Darjeeling protests: Cop stabbed, GJM claims 2 killed; Mamata denies deaths
The demand for a separate Gorkhaland state turned violent in Darjeeling on Saturday. CM Mamata Banerjee attacked the Gorkha Janmukti Morcha for fuelling the clashes.
Violent protests for statehood convulsed Darjeeling on Saturday as a security personnel was stabbed and local leaders claimed police firing killed two workers in clashes.
Local sources said Kiran Tamang, an India Reserve Battalion officer, was stabbed in the back with a traditional Gorkha knife as security forces struggled to contain thousands-strong mobs that torched police vehicles and ransacked government property, shouting anti-government slogans.
“Five years you enjoyed, now when elections are coming you start violence because you have lost credibility,” chief minister Mamata Banerjee said in Kolkata, hitting out at the Gorkha Janmukti Morcha that is leading the demonstrations. She denied all deaths in the clashes and said Tamang was critical.
But GJM assistant secretary Binay Tamang alleged that two supporters were gunned down by the police . Additional director general of police (law and order) Anuj Sharma denied police had shot at protesters but local television footage showed forces firing bullets in the air.
“We want judicial inquiry into the firing. Police did not fire rubber bullets or water cannons. They opened fire using .303 bullets. Are we the enemies of India?” Tamang told reporters.
The elections to the autonomous Gorkha Territorial Administration – controlled by the GJM – are due before August.
Thousands of tourists have fled Darjeeling – known as the queen of the hills – since clashes broke out on June 8 between the GJM and the government forces. The hill parties – led by the BJP ally GJM -- have come together to press for a 100-year-old demand to separate Gorkhaland from the plains of West Bengal, a claim bitterly opposed by Banerjee.

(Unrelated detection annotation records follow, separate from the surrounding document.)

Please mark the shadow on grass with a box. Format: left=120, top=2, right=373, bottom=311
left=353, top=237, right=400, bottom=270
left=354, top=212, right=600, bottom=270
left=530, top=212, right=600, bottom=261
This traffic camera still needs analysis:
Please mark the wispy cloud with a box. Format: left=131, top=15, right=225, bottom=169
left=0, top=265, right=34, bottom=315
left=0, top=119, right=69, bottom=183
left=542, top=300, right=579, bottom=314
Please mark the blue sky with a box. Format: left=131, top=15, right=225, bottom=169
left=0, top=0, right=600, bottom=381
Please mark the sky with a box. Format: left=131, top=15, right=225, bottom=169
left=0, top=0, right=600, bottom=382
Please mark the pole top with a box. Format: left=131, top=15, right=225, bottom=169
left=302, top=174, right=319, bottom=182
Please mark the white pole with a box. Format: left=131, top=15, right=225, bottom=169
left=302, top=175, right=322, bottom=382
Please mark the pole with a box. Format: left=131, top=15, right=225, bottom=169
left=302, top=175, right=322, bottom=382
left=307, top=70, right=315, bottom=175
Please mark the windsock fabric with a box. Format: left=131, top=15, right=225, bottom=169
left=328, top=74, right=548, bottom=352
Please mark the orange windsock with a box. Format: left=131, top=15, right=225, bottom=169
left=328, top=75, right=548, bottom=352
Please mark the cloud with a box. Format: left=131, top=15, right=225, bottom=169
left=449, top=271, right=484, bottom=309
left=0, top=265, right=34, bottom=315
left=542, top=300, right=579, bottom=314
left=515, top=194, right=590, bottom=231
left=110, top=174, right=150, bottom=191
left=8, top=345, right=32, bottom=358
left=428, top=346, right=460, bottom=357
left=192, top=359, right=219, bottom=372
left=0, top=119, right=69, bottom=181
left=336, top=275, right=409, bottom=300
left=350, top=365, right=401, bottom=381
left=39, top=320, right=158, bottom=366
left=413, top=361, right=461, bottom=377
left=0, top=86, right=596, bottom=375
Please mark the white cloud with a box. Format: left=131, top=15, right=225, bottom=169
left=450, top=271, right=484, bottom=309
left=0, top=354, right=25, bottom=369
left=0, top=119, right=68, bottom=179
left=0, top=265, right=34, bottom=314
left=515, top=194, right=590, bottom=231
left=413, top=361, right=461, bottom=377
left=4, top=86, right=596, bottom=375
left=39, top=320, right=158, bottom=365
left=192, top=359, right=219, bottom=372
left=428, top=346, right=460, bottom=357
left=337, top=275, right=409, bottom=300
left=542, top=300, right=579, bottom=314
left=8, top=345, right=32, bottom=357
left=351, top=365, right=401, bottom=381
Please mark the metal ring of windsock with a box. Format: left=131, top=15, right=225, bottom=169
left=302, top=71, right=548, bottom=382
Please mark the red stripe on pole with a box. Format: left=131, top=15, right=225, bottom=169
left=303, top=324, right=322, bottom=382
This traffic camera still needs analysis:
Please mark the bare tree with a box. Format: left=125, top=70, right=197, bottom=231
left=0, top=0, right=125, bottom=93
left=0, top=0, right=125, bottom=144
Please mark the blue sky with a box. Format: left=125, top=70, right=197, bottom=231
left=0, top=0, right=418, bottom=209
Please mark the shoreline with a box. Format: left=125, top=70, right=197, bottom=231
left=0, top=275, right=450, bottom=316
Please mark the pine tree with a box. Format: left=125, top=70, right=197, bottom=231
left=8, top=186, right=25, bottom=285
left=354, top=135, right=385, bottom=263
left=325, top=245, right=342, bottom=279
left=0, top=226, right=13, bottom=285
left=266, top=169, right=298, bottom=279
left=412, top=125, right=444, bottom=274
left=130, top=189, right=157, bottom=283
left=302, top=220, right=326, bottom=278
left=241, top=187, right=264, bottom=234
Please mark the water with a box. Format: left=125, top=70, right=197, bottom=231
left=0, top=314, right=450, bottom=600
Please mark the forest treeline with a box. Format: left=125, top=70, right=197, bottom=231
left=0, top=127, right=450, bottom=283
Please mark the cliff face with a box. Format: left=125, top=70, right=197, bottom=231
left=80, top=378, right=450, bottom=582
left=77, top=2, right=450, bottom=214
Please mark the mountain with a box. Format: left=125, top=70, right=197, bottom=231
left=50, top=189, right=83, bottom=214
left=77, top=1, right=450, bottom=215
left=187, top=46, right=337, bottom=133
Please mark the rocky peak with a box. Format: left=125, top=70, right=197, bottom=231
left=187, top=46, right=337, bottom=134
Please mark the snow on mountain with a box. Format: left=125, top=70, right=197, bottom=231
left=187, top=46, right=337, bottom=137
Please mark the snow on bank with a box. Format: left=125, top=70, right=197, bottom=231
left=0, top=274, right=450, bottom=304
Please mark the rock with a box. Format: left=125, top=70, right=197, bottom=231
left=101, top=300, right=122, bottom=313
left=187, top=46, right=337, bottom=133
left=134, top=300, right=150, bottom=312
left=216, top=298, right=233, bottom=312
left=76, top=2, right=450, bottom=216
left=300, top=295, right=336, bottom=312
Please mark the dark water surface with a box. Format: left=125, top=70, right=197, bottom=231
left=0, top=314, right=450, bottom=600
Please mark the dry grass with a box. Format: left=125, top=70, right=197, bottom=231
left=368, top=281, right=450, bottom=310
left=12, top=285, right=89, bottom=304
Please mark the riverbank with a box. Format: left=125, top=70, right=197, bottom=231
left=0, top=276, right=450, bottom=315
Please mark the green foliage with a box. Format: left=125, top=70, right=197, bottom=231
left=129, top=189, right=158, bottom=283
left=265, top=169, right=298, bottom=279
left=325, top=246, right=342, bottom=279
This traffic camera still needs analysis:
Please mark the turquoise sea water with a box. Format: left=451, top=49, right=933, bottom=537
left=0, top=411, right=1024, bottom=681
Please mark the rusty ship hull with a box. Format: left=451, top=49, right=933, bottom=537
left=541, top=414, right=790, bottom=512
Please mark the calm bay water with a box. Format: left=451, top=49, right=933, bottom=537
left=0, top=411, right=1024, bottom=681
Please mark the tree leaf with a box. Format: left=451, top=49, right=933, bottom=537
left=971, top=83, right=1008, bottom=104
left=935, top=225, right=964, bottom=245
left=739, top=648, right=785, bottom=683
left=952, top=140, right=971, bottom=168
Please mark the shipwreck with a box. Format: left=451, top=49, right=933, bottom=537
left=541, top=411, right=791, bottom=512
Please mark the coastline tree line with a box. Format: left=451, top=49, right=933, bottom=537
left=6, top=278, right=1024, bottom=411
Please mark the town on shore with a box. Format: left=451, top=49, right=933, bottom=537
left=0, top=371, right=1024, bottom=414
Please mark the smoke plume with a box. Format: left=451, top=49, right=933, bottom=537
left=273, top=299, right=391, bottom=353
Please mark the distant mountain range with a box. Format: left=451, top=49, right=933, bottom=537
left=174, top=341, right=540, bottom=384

These are the first reports of deaths in the protests as violence spirals in the hills following a police raid on the office of GJM chief Bimal Gurung, who is in hiding. Experts fear the bloodshed might lurch Darjeeling back to the unrest of the 80s, when hundreds of people died as the state government brutally suppressed the movement. An autonomous hill council with special administrative powers was set up as a compromise but is riddled with allegations of corruption and government stalling projects.
The government has signaled it won’t bow down before the GJM but is facing an unprecedented crisis just weeks after the Trinamool Congress made history by registering its first victory in a hill municipality when it won Mirik.
On Saturday, scenes across Darjeeling and nearby Ghoom resembled a battlefield with charred buses, police vehicles and scores of stones and mangled bottles strewn across the road. There were bloodstains on the road on Lebong Cart Road opposite St Joseph’s College.
Police fired tear gas shells and caned GJM supporters who started throwing stones at them. A large number of women GJM workers also came out on the streets to protest. The GJM supporters had the advantage of knowledge of the local terrain and lanes through which moved and caught the security forces by surprise.
“Morcha supporters are exploiting the locational advantage and attacking the police. It is unfortunate. We hope to resist the vandalism in the hills with the people,” Darjeeling district Trinamool president Goutam Deb, who is also the tourism minister of the state, told the media.
Meanwhile, Bikram Rai, the GTA media cell employee and son of Darjeeling MLA Amar Singh Rai, who was arrested from his residence last night, was released on Saturday.
In Kolkata, the state government called all the heads of the 17 development boards for the different hill communities and Terai and Dooars for a meeting this afternoon. The development boards were set up by the Mamata Banerjee government created between 2013 and 2017 but are battling graft charges.
GJM leaders have alleged that the prupose of setting up these boards was only to weaken the GJM in the hills and the Gorkhaland movement by dividing the hill communities.